Take notes as you read. mark things that stick out to you, new things that you're learning, and questions that you have
Read the Washington Post article, or listen to the podcast version
Watch: Coyotlalli Techpanoltih (The Border Crossed Us) short video
Friday: What are borderlands?
Explore the virtual exhibit at the Mexicarte Museum, "Life and Experiences in the US/Mexico Borderlands"
Class discussion and add to the timeline project
Jacob Lawrence, Migration Series, 1940
Week five: THe Great Migration
Monday: Industrialization*
Watch the Flocabulary Industrialization video
Get a paper and a pen! Put these slides in present mode (this is important! You will want it full screen so that the lines will show up one by one as you click through)
Follow the instructions on the slide to draw your industrialized town.
Reflect (write down on paper or on your Padlet): how did your town change during this process of industrialization?
*Today's lesson on industrialization written by Pamela Mathai, a high school social studies teacher at Navarro Early College High School, and is informed by the 2009 AP Institute at Rice University.
Tuesday: What were the causes of the Great Migration?
2. Reflect (write down on paper or on your Padlet): what was the "single decision" that these migrants made? How did it change their lives and the lives of their children/grandchildren/great grandchildren?
3. Start reading Takaki Chapter 13, "Blacks Move North" (have the chapter read by Friday, but you don't have to read the whole thing today)
Wednesday: How did the Great Migration happen? (Hint: People made it happen!)
Read Aloud: The Overground Railroad, by Lesa Cline-Ransome (you can check it out from the library or watch this read aloud video)

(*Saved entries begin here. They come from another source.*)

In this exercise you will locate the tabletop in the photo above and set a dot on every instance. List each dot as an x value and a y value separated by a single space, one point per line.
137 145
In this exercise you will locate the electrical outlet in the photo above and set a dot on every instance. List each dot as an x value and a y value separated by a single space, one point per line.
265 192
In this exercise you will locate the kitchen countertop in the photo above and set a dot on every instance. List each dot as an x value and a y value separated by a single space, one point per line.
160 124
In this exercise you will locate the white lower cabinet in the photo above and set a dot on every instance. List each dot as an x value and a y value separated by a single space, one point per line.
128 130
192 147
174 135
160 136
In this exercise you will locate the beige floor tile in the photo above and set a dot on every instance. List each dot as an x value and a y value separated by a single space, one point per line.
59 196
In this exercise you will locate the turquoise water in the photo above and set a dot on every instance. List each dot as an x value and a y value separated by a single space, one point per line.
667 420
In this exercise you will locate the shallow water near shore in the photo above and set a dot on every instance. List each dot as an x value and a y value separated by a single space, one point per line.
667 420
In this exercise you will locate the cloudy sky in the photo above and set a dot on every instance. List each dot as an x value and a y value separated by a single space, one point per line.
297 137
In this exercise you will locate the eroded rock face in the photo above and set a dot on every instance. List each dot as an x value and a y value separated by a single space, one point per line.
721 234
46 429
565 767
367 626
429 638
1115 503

Look at the artist Jacob Lawrence's Migration Series.*
Choose one painting from the series. On your Padlet, or on a Google Doc, paste the painting you have chosen. Find one line from The Overground Railroad storybook to pair with the painting. Write this line as a caption underneath the painting. Be prepared to share on Friday!*
*activity based on work by Dr. Katherina Payne at The University of Texas at Austin and Dr. Anna Falkner at the University of Memphis.
Thursday and Friday: Trying to Find Loved Ones During the Great Migration
Finish reading Takaki Chapter 13, "Blacks Move North"

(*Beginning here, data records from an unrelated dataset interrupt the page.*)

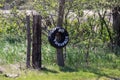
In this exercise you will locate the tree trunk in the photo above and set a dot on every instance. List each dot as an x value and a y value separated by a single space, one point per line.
36 45
116 25
60 58
28 41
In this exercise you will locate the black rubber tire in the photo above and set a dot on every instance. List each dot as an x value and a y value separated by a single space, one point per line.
64 37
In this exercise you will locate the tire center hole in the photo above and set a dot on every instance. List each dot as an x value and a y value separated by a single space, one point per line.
58 37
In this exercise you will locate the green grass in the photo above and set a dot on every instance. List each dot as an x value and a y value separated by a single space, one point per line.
55 73
103 64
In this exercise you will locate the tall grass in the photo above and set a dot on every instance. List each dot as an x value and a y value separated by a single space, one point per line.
11 53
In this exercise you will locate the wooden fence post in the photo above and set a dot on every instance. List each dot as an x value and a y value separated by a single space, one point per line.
60 58
116 24
36 45
28 41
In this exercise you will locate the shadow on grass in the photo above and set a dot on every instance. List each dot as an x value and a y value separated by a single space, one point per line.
49 70
67 69
99 73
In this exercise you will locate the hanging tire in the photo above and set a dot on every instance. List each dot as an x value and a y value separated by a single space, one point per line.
58 37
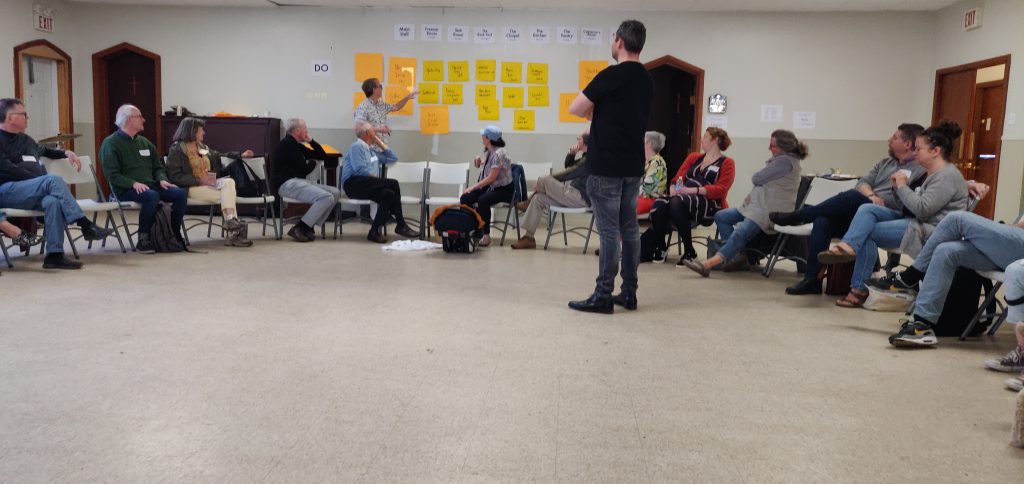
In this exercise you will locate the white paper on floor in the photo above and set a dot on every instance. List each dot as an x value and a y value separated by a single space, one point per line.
411 246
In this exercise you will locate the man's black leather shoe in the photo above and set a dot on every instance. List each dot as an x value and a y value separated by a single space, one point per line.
810 286
594 304
626 300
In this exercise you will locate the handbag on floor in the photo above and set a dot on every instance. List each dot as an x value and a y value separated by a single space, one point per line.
456 224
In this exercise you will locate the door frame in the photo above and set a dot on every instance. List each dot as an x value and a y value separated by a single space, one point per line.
698 90
46 49
99 83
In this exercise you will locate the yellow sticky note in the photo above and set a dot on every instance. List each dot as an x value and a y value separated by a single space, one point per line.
485 70
485 91
537 73
392 94
452 93
564 99
433 120
369 66
428 93
523 120
589 69
487 110
401 72
512 97
433 71
458 71
512 72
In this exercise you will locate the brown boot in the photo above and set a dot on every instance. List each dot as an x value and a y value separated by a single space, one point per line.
525 243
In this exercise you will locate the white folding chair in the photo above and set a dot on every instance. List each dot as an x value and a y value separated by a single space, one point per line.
87 175
554 211
411 173
258 168
451 174
820 190
531 171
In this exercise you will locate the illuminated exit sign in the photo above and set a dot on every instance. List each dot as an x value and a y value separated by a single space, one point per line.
972 19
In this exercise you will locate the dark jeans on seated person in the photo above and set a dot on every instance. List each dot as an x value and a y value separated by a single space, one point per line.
614 204
384 191
485 199
148 200
832 219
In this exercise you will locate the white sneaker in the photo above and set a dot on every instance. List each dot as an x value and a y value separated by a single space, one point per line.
1012 362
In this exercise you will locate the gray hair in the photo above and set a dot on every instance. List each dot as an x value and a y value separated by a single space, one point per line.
293 124
361 127
124 113
655 139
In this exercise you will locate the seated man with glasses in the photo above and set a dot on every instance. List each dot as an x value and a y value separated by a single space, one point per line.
25 185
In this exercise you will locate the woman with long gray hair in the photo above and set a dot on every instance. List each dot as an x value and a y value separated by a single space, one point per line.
775 188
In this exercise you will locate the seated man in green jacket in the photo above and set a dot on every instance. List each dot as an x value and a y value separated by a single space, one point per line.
136 174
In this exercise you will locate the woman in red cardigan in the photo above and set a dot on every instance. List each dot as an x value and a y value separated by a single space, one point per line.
696 192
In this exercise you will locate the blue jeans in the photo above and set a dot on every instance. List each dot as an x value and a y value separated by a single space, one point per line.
962 239
873 226
614 204
47 193
832 218
148 200
736 230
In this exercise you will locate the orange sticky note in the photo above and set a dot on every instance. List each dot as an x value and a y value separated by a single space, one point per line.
392 94
512 97
485 70
564 99
522 120
487 110
458 71
433 71
401 72
512 73
369 66
433 120
537 95
589 69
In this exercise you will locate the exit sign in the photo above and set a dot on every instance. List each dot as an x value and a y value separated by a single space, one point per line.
972 19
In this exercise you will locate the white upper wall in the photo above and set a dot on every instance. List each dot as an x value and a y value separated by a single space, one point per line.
860 73
1001 33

On your Padlet, write down a few things you learned from the chapter.
Browse hundreds of ads that families posted to find family members sold away during enslavement: https://informationwanted.org/mapping-the-ads/
Choose one ad and read it carefully. What do you learn about the people placing the "information wanted" ad? Why did they need to post ads? What do these ads tell you about how people cared for one another?
Post your add and the questions to padlet.